The nucleotide sequence of two homogeneic Drosophila melanogaster tRNATyr isoacceptors: application of a rapid tRNA anticodon sequencing method using S-1 nuclease.

The nucleotide sequence of the two major Drosophila melanogaster tRNATyr isoacceptors was determined to be pC-C-U-U-C-G-A-U-A-m2G-C-U-C-A-G-D-D-G-G-acp3 U-A-G-A-G-C-m2(2)G-G-psi-G-G-A-C-U-G/Q-psi-A-m1G-A-Um-C-C-A-U-A-G-m7 G-D-C-G-C-U-G-G-U(T)-psi-C-A-m1A-A-U-C-C-G-G-C-U-C-G-A-A-G-G-A-A-C-C-AOH . The two isoacceptors differ by the presence of a G or a Q in the wobble position. Both contain a partial modification in position 54 (U/T).

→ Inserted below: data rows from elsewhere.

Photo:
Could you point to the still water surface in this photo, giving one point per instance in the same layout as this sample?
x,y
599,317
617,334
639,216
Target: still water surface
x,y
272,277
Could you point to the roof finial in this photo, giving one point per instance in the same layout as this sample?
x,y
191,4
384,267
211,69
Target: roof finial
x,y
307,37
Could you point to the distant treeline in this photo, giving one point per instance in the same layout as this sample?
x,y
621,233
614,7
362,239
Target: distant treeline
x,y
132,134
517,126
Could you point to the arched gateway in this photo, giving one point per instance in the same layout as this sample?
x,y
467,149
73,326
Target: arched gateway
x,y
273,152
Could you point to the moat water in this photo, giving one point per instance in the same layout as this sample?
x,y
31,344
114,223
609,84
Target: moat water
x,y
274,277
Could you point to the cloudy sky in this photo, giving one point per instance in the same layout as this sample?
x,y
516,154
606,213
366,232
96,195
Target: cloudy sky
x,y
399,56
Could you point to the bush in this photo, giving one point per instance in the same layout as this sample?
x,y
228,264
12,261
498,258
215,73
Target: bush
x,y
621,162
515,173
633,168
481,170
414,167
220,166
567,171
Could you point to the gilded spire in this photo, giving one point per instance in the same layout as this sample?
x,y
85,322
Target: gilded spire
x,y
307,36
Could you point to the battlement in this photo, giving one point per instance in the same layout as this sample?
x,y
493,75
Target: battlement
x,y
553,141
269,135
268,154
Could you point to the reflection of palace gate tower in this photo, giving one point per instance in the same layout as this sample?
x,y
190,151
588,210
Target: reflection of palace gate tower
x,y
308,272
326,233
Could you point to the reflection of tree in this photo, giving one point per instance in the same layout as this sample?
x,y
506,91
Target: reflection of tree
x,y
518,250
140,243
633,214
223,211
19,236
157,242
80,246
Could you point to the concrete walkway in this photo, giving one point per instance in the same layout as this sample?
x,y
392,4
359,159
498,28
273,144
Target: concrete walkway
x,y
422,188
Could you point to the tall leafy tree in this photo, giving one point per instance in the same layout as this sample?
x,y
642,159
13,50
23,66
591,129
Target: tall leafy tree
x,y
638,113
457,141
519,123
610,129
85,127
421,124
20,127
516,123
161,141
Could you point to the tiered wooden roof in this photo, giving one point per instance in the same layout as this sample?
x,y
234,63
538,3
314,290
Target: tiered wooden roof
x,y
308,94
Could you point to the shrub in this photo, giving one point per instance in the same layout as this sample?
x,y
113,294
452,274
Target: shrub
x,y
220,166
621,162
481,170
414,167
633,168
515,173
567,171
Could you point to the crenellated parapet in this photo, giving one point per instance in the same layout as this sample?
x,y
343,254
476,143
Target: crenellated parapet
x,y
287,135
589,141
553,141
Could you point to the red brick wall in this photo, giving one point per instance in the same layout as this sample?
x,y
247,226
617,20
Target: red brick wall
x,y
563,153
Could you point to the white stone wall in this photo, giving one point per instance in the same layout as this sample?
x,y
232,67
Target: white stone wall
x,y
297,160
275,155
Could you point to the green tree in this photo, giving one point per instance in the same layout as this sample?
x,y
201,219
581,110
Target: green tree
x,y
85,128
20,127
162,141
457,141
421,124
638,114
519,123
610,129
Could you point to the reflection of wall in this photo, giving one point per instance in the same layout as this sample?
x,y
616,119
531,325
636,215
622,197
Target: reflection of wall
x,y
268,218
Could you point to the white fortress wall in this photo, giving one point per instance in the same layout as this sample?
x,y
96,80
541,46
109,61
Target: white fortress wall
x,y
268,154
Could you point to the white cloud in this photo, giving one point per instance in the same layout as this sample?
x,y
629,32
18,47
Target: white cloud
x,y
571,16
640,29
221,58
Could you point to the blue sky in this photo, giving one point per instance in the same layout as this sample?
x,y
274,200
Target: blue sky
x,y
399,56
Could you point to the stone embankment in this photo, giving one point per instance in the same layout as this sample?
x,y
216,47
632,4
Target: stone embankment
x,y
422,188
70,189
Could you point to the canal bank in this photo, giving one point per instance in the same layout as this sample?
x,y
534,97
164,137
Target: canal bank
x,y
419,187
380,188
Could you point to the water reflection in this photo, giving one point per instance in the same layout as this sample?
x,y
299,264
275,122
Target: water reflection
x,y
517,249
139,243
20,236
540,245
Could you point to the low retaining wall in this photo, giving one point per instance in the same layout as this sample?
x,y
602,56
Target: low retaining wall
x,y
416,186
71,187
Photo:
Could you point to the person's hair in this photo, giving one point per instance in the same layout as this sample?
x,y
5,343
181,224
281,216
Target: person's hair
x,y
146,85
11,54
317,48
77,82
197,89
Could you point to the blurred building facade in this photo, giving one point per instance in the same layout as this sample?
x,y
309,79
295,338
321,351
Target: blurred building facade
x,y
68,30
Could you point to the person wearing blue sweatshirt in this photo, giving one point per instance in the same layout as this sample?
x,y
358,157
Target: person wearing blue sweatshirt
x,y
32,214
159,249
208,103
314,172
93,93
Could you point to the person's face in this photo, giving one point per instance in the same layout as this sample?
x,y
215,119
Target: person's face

Thus, these tRNAs are transcribed from a single gene (or many genes with identical sequences). A fast and sensitive postlabeling method for sequencing tRNA anticodons is described. Nuclease S-1-treated tRNA is labeled with 5[32P]-pCp using T-4 RNA ligase. The tRNA fragments are then separated on 7 M urea/20% PAA gels. After autoradiography the RNA is eluted and digested with T-2 RNase. The nature of the labeled nucleotides is determined by two-dimensional thin-layer chromatography. The same method can be used to determine the 5' sequence of a tRNA by 3' labeling 5' tRNA halves with 5[32P]-pCp and subsequent chemical sequencing.